Claims against litigation lawyers often involve allegations of communication errors. In this article, we consider steps that lawyers can take to avoid such claims right out of the gate – at the outset of their retainers.
When we attribute a claim to a communication problem, what exactly do we mean? Here are some examples:
- failure to warn clients that they were likely to lose a motion, trial or appeal;
- failure to warn clients that they could face an adverse costs order if they lose;
- misunderstandings regarding the scope of the retainer (for example, misunderstandings about which claim(s) the lawyer was retained to bring, which parties to name as plaintiffs or defendants, etc.);
- failure to seek and/or follow client instructions; and
- failure to warn clients about the applicable limitation period (this becomes a problem if a client ceases to retain a lawyer and then misses a limitation period).
Clients who bring communication-based claims often seek reimbursement of their legal fees in addition to compensation for their other losses. Claims for reimbursement of legal fees are not covered by LAWPRO.
One of the first steps a lawyer can take towards avoiding communication-based claims is requiring clients to sign a written retainer agreement. Such agreements can help to clearly establish the identity of the client(s), the scope of the retainer, and the identities of the parties who are to be named in any lawsuit. The retainer agreement should specify any unusual or noteworthy limitations to the retainer. For example, if the clients only want to commence one of two possible lawsuits, the retainer agreement should confirm this. By requiring clients to sign detailed retainer agreements, lawyers reduce the potential for misunderstandings.
Another good risk management practice is to explain the litigation process to clients and to provide the information that clients may need to adequately assess litigation-related risks. For example, lawyers should consider advising clients who are thinking about commencing a lawsuit that:
- litigation is slow;
- litigation is expensive;
- they could lose, no matter how strong the case appears to be at the outset;
- costs may be awarded against them and these awards can require payment of tens or hundreds of thousands of dollars;
- once they commence a lawsuit or a motion, they may not be able to abandon it without paying costs to the other side, even if they change their mind quickly;
- even if they win at trial, the judgment may not be enforceable;
- any damages that are recovered may be taxable;
- they have the option at any time to try to settle the case; and
- if they are going to commence a claim, they must do so before the expiry of the applicable limitation period.

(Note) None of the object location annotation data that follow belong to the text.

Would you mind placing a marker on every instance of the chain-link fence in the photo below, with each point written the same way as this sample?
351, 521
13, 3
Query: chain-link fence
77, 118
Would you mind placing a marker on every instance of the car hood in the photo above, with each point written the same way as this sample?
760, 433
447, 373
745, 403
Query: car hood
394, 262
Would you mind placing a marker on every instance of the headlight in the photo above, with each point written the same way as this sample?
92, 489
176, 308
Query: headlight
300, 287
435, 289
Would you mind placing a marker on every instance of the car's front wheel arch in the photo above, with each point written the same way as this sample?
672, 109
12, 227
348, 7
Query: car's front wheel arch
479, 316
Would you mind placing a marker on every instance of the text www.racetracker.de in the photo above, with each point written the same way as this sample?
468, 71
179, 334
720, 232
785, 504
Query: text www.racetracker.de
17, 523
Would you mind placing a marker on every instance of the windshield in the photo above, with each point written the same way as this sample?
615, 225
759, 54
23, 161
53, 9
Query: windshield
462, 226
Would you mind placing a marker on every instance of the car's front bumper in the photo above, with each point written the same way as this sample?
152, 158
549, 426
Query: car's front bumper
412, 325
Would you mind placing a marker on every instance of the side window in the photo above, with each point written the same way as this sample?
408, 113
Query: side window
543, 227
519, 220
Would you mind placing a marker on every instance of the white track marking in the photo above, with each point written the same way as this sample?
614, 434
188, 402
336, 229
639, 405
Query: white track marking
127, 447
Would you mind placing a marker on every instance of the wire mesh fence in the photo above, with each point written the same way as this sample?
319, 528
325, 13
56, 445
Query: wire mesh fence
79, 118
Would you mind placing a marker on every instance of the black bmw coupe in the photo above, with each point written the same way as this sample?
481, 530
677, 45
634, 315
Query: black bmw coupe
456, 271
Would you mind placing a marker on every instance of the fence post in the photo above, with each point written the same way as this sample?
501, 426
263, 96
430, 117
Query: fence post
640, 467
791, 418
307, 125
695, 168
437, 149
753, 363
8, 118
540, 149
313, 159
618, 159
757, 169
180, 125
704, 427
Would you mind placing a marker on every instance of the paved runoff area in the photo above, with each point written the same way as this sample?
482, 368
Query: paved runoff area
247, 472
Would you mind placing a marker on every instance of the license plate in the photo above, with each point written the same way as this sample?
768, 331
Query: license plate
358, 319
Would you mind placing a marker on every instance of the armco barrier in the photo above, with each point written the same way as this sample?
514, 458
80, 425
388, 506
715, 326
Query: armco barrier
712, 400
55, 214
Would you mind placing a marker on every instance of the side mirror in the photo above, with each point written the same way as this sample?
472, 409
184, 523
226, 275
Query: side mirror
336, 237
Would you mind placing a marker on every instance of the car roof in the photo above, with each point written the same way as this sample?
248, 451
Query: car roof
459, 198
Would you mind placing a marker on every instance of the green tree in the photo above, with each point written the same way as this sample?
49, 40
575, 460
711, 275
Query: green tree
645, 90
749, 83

The delivery of this advice should be confirmed in writing. For even greater safety, lawyers should consider providing further warnings prior to taking significant steps, like bringing motions or proceeding to trial.
Although a failure to provide the above-mentioned information and warnings does not constitute negligence in all circumstances, the protection afforded by doing so is worth the time if a claim is avoided. By providing clients with the information that they need to assess litigation-related risks, lawyers not only ensure that they
are meeting the applicable standard of care, but they also reduce the likelihood that their clients will be surprised by an adverse outcome.
Clients whose expectations have been adequately managed are less likely to turn on their lawyers (rightly or wrongly) than those who are taken by surprise. Although this article focuses on steps that can be taken at an early stage, good communication practices should be maintained throughout the course of a retainer. Among other steps, lawyers should document significant communications and instructions (for example, settlement instructions received from the client) on an ongoing basis. While lawyers cannot prevent every malpractice claim, the steps outlined above can reduce the likelihood of a claim and put the lawyer into a better position if a claim is made.